Every week Best Buy "talks" to 50 million homes via its advertising inserts in Sunday editions of major metropolitan newspapers. The retailer has said it wants frequent interaction with its customers.
Best Buy has identified key customers in five areas of its customer-centricity program: affluent professionals seeking the best technology experience; younger males wanting cutting-edge technology and entertainment; fathers looking for technology to improve their lifestyle; mothers who seek technology to enrich their children's lives; and small-business people using technology to improve their bottom lines.

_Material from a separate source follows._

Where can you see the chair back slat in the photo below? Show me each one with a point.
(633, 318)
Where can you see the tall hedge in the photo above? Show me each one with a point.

Best Buy is taking other steps, including implementing an adaptive operating model and giving those employees closest to the customer some of the more important decision-making responsibilities. This business model may involve variations in product offerings, customer service, promotions and even store design that could affect the Best Buy brand.
In addition, Best Buy store associates are receiving customer-centricity training and are being taught the importance of metrics for measuring the results of all investments in terms of segment growth revenue and return on capital investment.
Where's the Kiosk?
According to Pombriant, the kiosks with which the company was said to be experimenting were absent from its discussion. He explained that kiosks offer a great way to collect "voice of the customer" information and then provide it to trained sales representatives who can approach the customers once they are "qualified" and having trouble choosing between options.
Best Buy says it is focusing key executives on the effort and plans to make investments in corporate level capabilities that will facilitate its customer-centricity rollout, including supply chain management and CRM systems. Still, given the company's projected growth, the centricity initiative will only cover about one store in five by next February when its fiscal year ends.
What remains to be seen is whether or not Best Buy customers believe the retailer is committed to sustaining a customer-centricity push that they find compelling, or if it's merely lip-synching buzzwords.